In August 2013, Fox News ran a story detailing how CNSI was involved in a scheme to subvert the normal contractual process in Illinois in another IT contract involving the States of Michigan and Illinois:

A company from Gaithersburg, Maryland, Client Network Services Incorporated or CNSI, already has a contract in Michigan to perform similar services.

By forming an alliance with Michigan, Illinois was able to bypass a drawn-out, expensive bidding process because the state procurement code says HFS doesn’t need one if there is an intergovernmental agreement.

According to the war room notes, CNSI was in constant communications with staffers at HHS on the Obamacare website.

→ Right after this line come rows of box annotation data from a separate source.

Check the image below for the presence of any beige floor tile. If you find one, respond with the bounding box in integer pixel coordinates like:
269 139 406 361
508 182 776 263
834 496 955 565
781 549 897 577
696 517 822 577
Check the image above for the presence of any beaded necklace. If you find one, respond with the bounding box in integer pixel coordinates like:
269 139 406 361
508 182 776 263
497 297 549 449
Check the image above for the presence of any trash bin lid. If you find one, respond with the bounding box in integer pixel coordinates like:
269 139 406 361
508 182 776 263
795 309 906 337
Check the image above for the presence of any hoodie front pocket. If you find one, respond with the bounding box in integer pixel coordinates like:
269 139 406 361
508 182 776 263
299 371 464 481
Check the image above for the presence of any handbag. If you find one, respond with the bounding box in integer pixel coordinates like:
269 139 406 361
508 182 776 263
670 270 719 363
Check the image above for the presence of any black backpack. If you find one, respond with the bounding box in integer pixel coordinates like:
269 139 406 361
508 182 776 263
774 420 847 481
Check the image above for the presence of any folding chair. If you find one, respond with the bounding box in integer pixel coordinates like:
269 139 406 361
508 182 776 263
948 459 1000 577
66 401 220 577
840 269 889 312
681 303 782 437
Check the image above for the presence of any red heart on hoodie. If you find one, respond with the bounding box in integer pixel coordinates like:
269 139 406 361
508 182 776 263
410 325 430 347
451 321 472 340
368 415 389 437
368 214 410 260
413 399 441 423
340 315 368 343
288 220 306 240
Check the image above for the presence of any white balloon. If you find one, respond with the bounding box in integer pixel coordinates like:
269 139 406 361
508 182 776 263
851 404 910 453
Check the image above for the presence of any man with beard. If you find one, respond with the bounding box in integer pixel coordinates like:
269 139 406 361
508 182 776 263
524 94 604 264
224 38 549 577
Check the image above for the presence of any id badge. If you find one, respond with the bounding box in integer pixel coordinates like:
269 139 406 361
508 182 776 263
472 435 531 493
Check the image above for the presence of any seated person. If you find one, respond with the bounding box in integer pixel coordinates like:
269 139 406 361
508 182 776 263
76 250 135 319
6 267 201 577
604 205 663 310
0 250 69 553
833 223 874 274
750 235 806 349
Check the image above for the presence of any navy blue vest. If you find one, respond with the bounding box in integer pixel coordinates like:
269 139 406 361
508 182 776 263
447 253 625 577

“CNSI is working on items to be able to provide to us management reports. It probably won’t be a daily email update; it will likely be a portal log-in to view the information, which would be cumulative and provide trending analysis.”

CNSI, QSSI, HHS and CMS did not return TheDC’s requests for comment

 
Comment by phony scandals
2013-11-23 20:02:01

Willie Nelson’s band members injured when tour bus crashes in storm

By Michael Martinez and Anne Claire Stapleton, CNN
Sat November 23, 2013

(CNN) — A tour bus transporting Willie Nelson’s band spun out of control in a storm and crashed into a Texas bridge pillar before dawn Saturday, injuring three of five band members, according to police and the band.

Willie Nelson wasn’t on the bus, the musician’s website said.

The three band members were hospitalized, and Willie Nelson and Family postponed the tour’s four remaining dates in November and will resume the tour as scheduled in December, the website said.

“No one suffered serious injuries. Paul English injured his ankle, Billy English suffered a bruised hip and crew member Tom Hawkins has a cracked rib. The other family members on the bus are sore but everyone is expected to recover fully,” Nelson’s website said.

http://www.cnn.com/2013/11/23/showbiz/willie-nelson-band-bus-crash/ - -

Off the road again
Damn bus just went off the road again
The life I love is makin’ music with my friends
But the damn bus just went off the road again

Off the road again
Goin’ places that I’ve never been
Hittin’ bridges I may never see again,
Damn bus just went off the road again.

 
Comment by Rental Watch
2013-11-24 01:42:36

http://www.bloomberg.com/video/bullard-taper-on-the-table-for-next-fed-meeting-LybC0jPER3Gl7A_yzox9~Q.html

I listened to this earlier today. I thought one of the more interesting things was the comment about decreasing the interest rate that they are paying banks for leaving excess reserves at the Fed (and thus chasing $ that they are creating out into the economy).

The Fed is currently paying 0.25% on excess reserves. Bullard was talking about dropping this to 0%, or even making it negative, to encourage/force banks to lend.

The whole reason this was greater than 0% to begin with was to help sanitize QE (keeping it from causing inflation right away).

Seems like the longer they wait to drop this rate to 0%, the more QE fuel has been added to the potential fire once they force banks to lend their excess reserves.

Comment by Prime_Is_Contained
2013-11-24 11:29:51

Seems like the longer they wait to drop this rate to 0%, the more QE fuel has been added to the potential fire once they force banks to lend their excess reserves.

I’ve been thinking the same think, RW; if they were to drop that rate to 0%, wouldn’t all of that inflation-producing potential that they had temporarily semi-sanitized then proceed to rush out into the world, creating the inflation that they had tried to avoid?

I understand that they want a little… But that sounds like a large uncontrolled blast, as opposed to the small monthly controlled bursts they would have had if they had not chosen to prop up the banks with this subsidy, under the guise of sanitizing QE.